A casting notice has gone out for Party Down South, a redneck version of Jersey Shore. An RV casting tour has begun in Florida, Alabama, Mississippi, Louisiana, Arkansas, Tennessee, Kentucky and West Virginia. Should I try out?

May the deity-of-his-choice bless Chris Geidner for explaining why same-sex partners of federal employees stationed on Johnston Island will get a pay supplement. This became a question once the president announced it because there are no federal employees on Johnston Island. In fact there are no people on the island at all. I never could have unraveled this, nor made it so accessible.

Allow Cyndi Lauper to explain to you the cases where it might not work to wear black leather. It turns out there aren’t many.

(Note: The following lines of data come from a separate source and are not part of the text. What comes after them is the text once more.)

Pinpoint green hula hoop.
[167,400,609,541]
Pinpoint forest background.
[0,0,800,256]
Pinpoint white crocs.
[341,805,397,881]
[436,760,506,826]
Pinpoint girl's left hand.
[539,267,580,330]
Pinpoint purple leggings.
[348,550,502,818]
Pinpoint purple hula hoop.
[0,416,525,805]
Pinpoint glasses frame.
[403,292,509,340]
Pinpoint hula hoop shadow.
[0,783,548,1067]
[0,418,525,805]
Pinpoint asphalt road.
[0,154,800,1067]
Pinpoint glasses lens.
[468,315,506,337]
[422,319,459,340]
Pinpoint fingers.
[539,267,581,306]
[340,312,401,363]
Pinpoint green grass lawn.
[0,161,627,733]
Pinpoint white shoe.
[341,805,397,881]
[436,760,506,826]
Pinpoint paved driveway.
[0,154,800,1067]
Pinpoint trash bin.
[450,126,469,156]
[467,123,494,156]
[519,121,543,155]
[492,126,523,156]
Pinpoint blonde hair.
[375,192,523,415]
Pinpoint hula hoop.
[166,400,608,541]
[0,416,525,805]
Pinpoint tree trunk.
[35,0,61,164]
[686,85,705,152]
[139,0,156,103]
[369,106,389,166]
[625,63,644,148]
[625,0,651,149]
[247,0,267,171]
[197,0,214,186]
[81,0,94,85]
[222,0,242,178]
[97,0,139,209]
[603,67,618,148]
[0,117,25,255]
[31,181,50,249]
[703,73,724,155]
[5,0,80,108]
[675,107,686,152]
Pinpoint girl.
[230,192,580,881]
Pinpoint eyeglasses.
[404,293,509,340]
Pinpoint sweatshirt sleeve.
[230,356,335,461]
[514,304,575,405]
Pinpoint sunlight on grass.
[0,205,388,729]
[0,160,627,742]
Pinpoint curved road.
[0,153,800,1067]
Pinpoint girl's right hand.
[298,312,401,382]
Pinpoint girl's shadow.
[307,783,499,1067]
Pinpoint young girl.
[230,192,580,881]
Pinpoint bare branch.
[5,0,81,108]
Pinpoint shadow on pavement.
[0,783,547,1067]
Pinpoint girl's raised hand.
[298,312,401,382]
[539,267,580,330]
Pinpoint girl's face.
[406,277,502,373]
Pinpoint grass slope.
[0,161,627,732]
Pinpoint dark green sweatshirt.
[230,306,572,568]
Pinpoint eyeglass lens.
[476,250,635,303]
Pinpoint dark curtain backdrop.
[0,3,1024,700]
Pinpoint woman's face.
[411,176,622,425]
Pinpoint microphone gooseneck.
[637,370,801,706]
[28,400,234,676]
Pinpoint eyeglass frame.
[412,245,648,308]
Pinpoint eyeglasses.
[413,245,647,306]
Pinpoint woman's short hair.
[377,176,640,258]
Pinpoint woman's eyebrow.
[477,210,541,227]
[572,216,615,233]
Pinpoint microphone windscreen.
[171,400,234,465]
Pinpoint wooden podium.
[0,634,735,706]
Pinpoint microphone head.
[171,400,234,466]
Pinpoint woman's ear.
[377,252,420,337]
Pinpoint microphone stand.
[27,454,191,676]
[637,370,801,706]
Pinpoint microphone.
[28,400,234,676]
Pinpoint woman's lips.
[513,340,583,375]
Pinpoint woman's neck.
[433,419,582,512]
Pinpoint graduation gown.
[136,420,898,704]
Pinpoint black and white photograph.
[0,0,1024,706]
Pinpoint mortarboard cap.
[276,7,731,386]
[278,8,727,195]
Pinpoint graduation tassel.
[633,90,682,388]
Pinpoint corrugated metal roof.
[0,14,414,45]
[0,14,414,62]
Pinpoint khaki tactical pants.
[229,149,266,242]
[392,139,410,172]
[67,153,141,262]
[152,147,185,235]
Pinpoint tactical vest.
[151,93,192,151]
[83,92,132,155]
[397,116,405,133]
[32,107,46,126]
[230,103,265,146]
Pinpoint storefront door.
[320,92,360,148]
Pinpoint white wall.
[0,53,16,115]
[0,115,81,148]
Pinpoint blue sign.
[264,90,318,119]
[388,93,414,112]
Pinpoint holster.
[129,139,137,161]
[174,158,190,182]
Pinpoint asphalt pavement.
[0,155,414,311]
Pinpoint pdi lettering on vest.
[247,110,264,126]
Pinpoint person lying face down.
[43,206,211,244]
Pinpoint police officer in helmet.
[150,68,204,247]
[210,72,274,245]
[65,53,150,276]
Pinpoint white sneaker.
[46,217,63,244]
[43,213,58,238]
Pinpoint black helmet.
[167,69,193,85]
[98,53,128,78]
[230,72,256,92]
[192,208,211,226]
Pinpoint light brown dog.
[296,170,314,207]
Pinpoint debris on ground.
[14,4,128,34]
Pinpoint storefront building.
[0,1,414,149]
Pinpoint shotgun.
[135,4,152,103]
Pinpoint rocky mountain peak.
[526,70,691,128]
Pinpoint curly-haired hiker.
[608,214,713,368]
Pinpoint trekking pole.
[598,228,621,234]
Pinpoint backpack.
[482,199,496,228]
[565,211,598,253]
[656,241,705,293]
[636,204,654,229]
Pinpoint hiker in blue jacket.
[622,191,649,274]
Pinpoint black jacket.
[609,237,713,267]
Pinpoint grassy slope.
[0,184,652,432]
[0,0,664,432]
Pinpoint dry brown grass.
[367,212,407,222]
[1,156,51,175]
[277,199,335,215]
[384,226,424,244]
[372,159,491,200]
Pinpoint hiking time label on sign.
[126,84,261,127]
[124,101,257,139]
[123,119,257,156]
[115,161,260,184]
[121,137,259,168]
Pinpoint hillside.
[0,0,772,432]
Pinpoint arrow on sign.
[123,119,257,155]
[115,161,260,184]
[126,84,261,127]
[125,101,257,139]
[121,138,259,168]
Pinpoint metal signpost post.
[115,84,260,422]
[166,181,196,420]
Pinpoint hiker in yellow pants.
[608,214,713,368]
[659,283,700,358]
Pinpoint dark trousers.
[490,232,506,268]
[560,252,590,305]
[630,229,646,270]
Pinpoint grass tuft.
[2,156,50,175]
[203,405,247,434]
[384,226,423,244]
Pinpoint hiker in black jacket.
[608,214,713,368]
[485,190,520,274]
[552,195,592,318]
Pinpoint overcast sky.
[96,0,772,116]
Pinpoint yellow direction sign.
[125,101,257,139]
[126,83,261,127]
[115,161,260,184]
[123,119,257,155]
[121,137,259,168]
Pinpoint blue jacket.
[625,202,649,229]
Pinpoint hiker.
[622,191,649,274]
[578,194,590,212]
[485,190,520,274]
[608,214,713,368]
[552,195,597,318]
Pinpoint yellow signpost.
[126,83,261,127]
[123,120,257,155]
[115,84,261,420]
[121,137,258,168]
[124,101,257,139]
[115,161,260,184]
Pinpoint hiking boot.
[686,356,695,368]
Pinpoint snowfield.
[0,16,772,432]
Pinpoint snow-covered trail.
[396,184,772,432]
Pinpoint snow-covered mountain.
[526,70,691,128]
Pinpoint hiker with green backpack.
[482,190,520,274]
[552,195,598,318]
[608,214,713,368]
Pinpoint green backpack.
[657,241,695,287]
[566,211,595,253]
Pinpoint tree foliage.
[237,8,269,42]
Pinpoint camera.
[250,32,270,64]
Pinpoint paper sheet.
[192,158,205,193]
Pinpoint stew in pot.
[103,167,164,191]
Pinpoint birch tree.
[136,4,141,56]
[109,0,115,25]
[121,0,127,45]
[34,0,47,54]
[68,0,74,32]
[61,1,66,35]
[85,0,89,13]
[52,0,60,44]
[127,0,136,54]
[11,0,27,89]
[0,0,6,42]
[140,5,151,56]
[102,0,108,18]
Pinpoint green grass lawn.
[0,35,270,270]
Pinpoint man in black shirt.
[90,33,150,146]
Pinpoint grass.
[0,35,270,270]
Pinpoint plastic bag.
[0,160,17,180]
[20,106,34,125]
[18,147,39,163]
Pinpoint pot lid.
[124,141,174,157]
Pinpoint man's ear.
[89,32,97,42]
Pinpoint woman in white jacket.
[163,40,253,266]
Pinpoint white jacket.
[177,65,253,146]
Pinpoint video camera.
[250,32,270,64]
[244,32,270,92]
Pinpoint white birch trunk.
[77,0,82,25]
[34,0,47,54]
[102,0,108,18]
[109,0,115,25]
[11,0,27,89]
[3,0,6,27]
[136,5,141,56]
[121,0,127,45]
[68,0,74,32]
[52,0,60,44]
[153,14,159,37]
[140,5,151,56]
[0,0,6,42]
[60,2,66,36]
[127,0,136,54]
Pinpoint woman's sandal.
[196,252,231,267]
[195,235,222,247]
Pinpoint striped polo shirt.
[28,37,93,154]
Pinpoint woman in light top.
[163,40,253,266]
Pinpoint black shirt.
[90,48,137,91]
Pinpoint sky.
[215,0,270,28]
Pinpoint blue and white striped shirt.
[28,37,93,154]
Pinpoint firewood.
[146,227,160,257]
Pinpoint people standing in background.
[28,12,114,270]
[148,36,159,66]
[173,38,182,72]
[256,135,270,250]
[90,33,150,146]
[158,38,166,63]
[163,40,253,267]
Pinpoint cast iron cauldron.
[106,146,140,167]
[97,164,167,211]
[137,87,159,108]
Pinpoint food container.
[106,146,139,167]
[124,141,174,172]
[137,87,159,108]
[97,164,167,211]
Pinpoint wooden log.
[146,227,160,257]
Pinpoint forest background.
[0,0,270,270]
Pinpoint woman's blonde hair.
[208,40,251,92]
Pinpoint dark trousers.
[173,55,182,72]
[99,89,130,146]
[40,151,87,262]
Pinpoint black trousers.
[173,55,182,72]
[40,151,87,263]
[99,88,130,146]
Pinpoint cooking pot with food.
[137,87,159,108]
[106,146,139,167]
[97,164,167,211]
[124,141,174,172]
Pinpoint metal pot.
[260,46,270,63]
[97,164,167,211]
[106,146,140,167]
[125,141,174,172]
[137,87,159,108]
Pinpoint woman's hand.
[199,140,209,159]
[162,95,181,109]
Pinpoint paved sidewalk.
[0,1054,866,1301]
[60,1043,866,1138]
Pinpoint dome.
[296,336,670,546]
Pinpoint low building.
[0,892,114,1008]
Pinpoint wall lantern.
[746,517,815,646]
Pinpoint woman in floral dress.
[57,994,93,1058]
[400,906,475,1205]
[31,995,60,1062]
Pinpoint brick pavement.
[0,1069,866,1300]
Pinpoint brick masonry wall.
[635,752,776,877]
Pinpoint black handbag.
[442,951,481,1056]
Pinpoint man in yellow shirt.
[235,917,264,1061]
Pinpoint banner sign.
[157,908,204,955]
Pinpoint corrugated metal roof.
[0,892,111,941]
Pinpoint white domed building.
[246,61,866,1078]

The Real World DC’s Mike Manning seems like a nice guy, and he made an excellent representation for GLBT people on a reality show. But it sounds like he’s having trouble dealing with his 15 minutes running out.

I’ve been thinking lately about finding a MMO game to occupy my free time. So the announcement that MTV was launching a Spongebob Squarepants MMO pretty much made my day.

You can help Nick Adams build a well for his 27th birthday. Is there any part of this guy that’s not always good?

It seems that Denis O’Hare, who plays the Vampire King of Mississippi on this season’s True Blood, is on Team Jacob, but I really think it’s more about abs vs. sparkle.

David Tennant and Christopher Mintz-Plasse are joining Anton Yelchin and Colin Farrell in the remake of Fright Night. This remake just got good looking enough to interest me.

Disney is said to be closing all ESPN Zone restaurants not on the Disney properties in California and Florida.

Dr. Demento made his final broadcast over the radio this weekend. From now on, the show is internet only. The end of a twisted era.

Indiana Jones and his Rascal scooter are going to the Bermuda Triangle for the next movie.

This is either the bravest man alive, or the most metrosexual lion on the planet. What color polish do you think he got?

I talk big behind the desk. In the savanna I'd climb a tree.

In America, our pets are just as obese as we are. And cats are jerks. 

I posted this on Facebook last week, but I never got around to it here.

I miss Rue.

This True Blood teaser features Nelsan Ellis (Lafayette) and Kevin Alejandro (Jesus) introducing their storyline for the season. The discussion of who's the dominant personality in the relationship has me intrigued, because I get the feeling they're deliberately going to address the fact that gay men have to work that out in every relationship.

The Onion News Network is now in the business of bringing you the news before it happens. It's all very technical, so I'll let them explain their proprietary wormhole technology. I wonder if Fox News can compete with this?

The Hollywood Reporter asked Jane Lynch what her fan encounters are like, including those with teenage boys. Nothing good ever comes from encounters with teenage boys.